It seems every time someone important mentions the book that guided them through life, they'll mention Robert Greene’s 48 Laws of Power.
Critics have described Greene’s advice as being downright Machiavellian, and it does make for some chilling reading.
Still, A-list advocates of Greene's "Laws" include Jay Z, 50 Cent and even, er, Fidel Castro. Fancy a taste?
Here are our 10 favourite tips...
Always make those above you feel comfortably superior. In your desire to please and impress them, do not go too far in displaying your talents, or you might accomplish the opposite - inspiring fear and insecurity. Make your masters appear more brilliant than they are and you will attain the heights of power.
Keep people off-balance and in the dark by never revealing the purpose behind your actions. If they have no clue what you are up to, they cannot prepare a defence. Guide them far enough down the wrong path, envelope them in enough smoke, and by the time they realise your intentions, it will be too late.
You can die from someone else's misery - emotional states are as infectious as diseases. You may feel you are helping the drowning man but you are only precipitating your own disaster. The unfortunate sometimes draw misfortune on themselves; they will also draw it on you. Associate with the happy and fortunate instead.
Knowing about your rival is critical. Use spies to gather valuable information that will keep you a step ahead. Better still, play the spy yourself. In polite social encounters, learn to probe. Ask indirect questions to get people to reveal their weaknesses and intentions. There is no occasion that is not an opportunity for artful spying.
People have an overwhelming desire to believe in something. Become the focal point of such desire by offering them a cause, a new faith to follow. Keep your words vague but full of promise; emphasise enthusiasm over rationality and clear thinking. Give your new disciples rituals to perform, ask them to make sacrifices on your behalf. In the absence of organised religion and grand causes, your new belief system will bring you untold power.
The world is dangerous and enemies are everywhere - everyone has to protect themselves. A fortress seems the safest. But isolation exposes you to more dangers than it protects you from; it cuts you off from valuable information, plus it makes you conspicuous and an easy target. It's better to circulate among people, find allies and mingle. You are shielded from your enemies by the crowd.
Do not accept the roles that society foists on you. Re-create yourself by forging a new identity, one that commands attention and never bores the audience. Be the master of your own image rather than letting others define it for you. Incorporate dramatic devices into your public gestures and actions - your power will be enhanced and your character will seem larger than life.
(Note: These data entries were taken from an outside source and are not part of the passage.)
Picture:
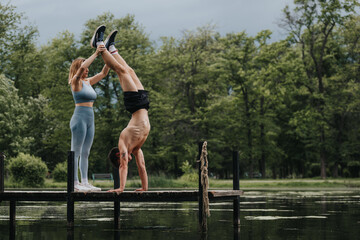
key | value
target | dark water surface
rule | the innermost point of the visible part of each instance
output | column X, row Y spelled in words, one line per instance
column 94, row 220
column 300, row 215
column 263, row 214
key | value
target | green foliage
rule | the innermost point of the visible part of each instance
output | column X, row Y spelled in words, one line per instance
column 290, row 107
column 60, row 172
column 27, row 169
column 190, row 175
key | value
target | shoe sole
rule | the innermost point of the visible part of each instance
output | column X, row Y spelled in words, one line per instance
column 108, row 37
column 94, row 35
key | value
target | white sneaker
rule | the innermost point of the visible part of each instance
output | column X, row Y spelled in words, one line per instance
column 93, row 188
column 79, row 187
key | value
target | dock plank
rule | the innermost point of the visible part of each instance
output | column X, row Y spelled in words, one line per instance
column 126, row 196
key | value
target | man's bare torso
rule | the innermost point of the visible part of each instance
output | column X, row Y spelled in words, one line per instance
column 136, row 132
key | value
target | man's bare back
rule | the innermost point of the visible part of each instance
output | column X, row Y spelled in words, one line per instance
column 135, row 134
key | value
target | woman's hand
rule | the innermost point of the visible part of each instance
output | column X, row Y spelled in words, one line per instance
column 100, row 49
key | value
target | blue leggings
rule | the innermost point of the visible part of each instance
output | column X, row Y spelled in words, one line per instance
column 82, row 134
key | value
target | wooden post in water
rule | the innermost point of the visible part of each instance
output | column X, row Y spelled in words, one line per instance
column 116, row 202
column 12, row 219
column 201, row 205
column 2, row 172
column 236, row 186
column 70, row 189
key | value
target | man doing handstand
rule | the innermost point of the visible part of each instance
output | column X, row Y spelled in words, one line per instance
column 136, row 102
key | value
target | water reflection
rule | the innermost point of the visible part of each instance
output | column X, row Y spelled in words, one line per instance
column 300, row 215
column 47, row 220
column 264, row 215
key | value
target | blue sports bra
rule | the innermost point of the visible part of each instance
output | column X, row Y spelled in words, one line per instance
column 86, row 94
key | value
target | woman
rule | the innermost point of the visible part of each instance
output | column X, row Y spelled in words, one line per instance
column 82, row 122
column 137, row 103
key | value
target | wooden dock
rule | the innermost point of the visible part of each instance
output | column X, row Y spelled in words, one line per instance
column 71, row 197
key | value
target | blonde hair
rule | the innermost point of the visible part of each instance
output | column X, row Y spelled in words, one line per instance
column 75, row 65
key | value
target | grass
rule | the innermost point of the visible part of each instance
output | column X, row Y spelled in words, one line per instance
column 163, row 182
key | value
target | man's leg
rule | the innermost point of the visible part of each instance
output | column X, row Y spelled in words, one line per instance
column 126, row 81
column 140, row 162
column 132, row 73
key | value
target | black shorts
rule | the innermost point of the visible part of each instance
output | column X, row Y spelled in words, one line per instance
column 136, row 100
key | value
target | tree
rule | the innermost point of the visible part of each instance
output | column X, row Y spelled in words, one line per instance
column 311, row 25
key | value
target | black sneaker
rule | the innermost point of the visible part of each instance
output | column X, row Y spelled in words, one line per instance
column 110, row 40
column 98, row 36
column 114, row 157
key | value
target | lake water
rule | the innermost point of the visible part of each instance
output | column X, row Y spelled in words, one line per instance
column 264, row 215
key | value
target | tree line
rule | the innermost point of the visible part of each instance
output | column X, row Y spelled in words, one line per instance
column 290, row 107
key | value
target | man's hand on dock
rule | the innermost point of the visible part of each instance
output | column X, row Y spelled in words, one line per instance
column 118, row 190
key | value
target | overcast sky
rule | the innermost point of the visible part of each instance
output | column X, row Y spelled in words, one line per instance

Your actions must seem natural and executed with ease. All the toil and practice that go into them, and also all the clever tricks, must be concealed. When you act, act effortlessly, as if you could do much more. Avoid the temptation of revealing how hard you work – it only raises questions. Teach no one your tricks or they will be used against you.
Everyone has a weakness, a gap in the castle wall. That weakness is usually insecurity, an uncontrollable emotion or need; it can also be a small secret pleasure. Either way, once found, it is a thumbscrew you can use to your advantage.
Appearing better than others is always dangerous, but most dangerous of all is to appear to have no faults or weaknesses. Envy creates silent enemies. It is smart to occasionally display defects, and admit to harmless vices, in order to deflect envy and appear more human and approachable. Only gods and the dead can seem perfect with impunity.